A complete outline of the series and detailed story descriptions follow. All reports will be available at NPR.org, where there will also be interactive maps of Iran's nuclear and missile facilities and the range of Iran's current and projected missile systems, along with a photo timeline of the history of U.S.-Iran relations and milestones in Iran's nuclear development.

With 17 foreign bureaus and offices, more than any other major U.S. broadcast network, NPR News offers daily in-depth international coverage that is consistently recognized for broadcast excellence.
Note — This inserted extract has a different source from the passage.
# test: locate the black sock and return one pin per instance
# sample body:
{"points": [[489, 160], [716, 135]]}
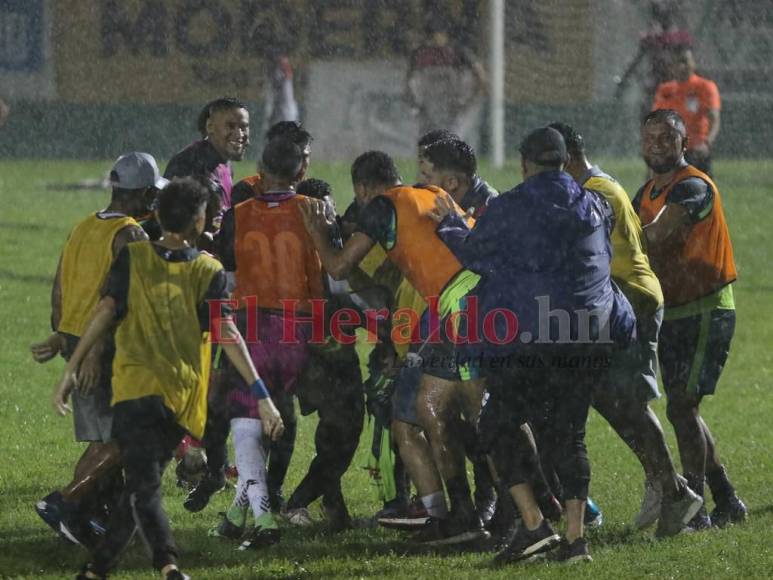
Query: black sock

In the region, NPR maintains permanent bureaus in Kabul, Baghdad, New Delhi, Cairo and Jerusalem; its newest international bureau, in Islamabad, Pakistan, opened in April 2009.
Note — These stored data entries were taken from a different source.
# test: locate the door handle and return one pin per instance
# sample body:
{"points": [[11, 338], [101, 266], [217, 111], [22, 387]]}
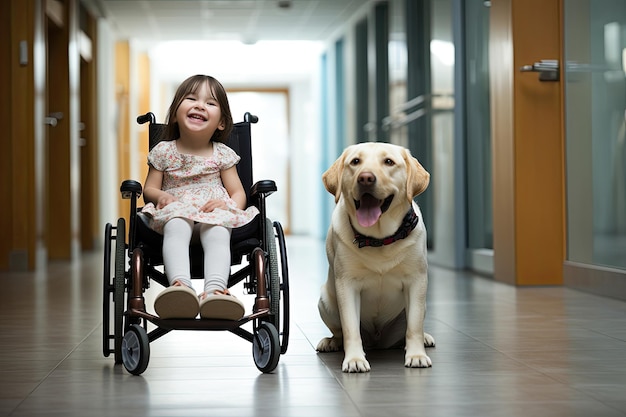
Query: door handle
{"points": [[53, 118], [548, 69]]}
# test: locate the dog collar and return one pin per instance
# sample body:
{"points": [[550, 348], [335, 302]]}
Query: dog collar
{"points": [[408, 224]]}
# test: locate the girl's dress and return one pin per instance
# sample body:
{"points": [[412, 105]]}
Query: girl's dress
{"points": [[194, 180]]}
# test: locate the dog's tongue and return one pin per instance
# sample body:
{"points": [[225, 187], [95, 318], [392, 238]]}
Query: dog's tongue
{"points": [[369, 211]]}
NPR News Reports: "The Challenges of a Nuclear Iran"
August 23-27, 2009
PLEASE NOTE: Series topics and order are tentative and subject to change.


Part 1: Intro to "The Challenges of a Nuclear Iran"
Sunday, August 23: Weekend Edition
Foreign correspondent Mike Shuster talks with host Liane Hansen about what listeners can expect to hear during "The Challenges of Nuclear Iran."

Part 2: Military Option
Monday, August 24: Morning Edition
If Iran were on the verge of fielding a nuclear weapon, the Obama administration would be faced with a choice: can it accept a nuclear-armed Iran, or must it use any means to stop it? Pentagon correspondent Mary Louise Kelly examines the military options, including possible targets; challenges to the U.S. military and intelligence communities; and how Iran might retaliate against any show of force.
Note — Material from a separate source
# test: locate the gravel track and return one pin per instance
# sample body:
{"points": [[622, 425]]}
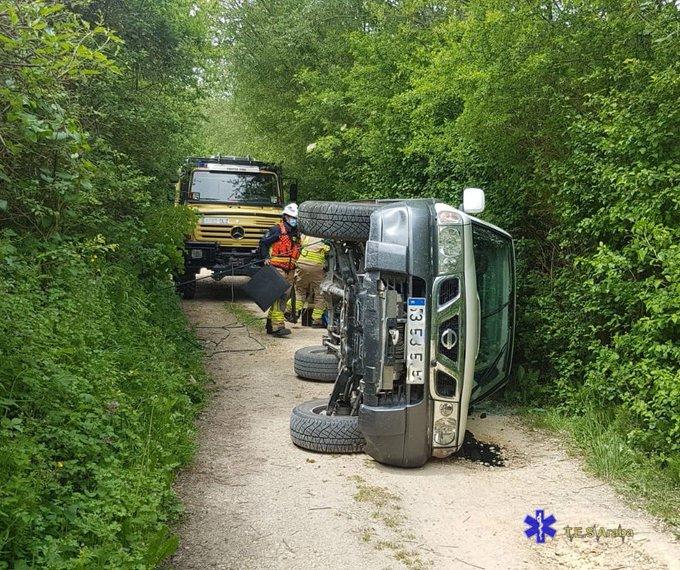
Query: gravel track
{"points": [[254, 500]]}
Part 3: Nuclear Capability
Monday, August 24: All Things Considered
Mike Shuster examines the current state of Iran's nuclear capability: how far away is Iran from a bomb; how much uranium have they produced, and how close are they to industrial-scale enrichment; and what is Iran's long-range missile capability?

Part 4: Deterrence
Tuesday, August 25: Morning Edition
Deterrence, the military strategy employed against the Soviet Union during the Cold War, is often raised as an option when discussing the problem of a nuclear Iran. Mike Shuster explores both sides of the debate over deterrence and Iran.

Part 5: Diplomacy
Tuesday, August 25: All Things Considered
NPR’s diplomacy correspondent Michele Kelemen examines the state of U.S. policy toward Iran in the wake of the disputed president election there. Secretary of State Hillary Clinton says the window for engagement is still open, but time is quite limited. Can the U.S. engage with a government whose legitimacy is called into question by millions, and what other choices are on the table?

Part 6: Nuclear Umbrella
Wednesday, August 26: Morning Edition
Should Iran become armed with nuclear weapons, would the U.S. have an obligation to defend non-nuclear allied states in the region? Mike Shuster looks at what countries a nuclear umbrella would hypothetically cover – Saudi Arabia? Egypt? All Gulf states? – the many issues involved and whether the U.S. would need to station nuclear weapons in the Persian Gulf.

Part 7: Israel
Wednesday, August 26: All Things Considered
Jerusalem correspondent Lourdes Garcia-Navarro takes a closer look at the position of Israel position, as a nuclear weapons state. Would deterrence work between Israel and Iran? Could – and would – Israel attack Iran on its own?

Part 8: Politics
Thursday, August 27: Morning Edition
Excerpts join Morning Edition to discuss whether the domestic political uncertainty in Iran is a game changer when it comes to nuclear weapons. If the hardliners retain control, does the political conflict in Iran speed the acquisition of nuclear capability, or does it interfere with and slow down that process?

Part 9: Regional Response
Thursday, August 27: All Things Considered
What do Saudi Arabia, Egypt and the other Gulf states think about the issue of a nuclear Iran? Middle East correspondent Peter Kenyon examines the relationships between Iran and its neighbors, and the escalating tensions over nuclear armament, politics and oil.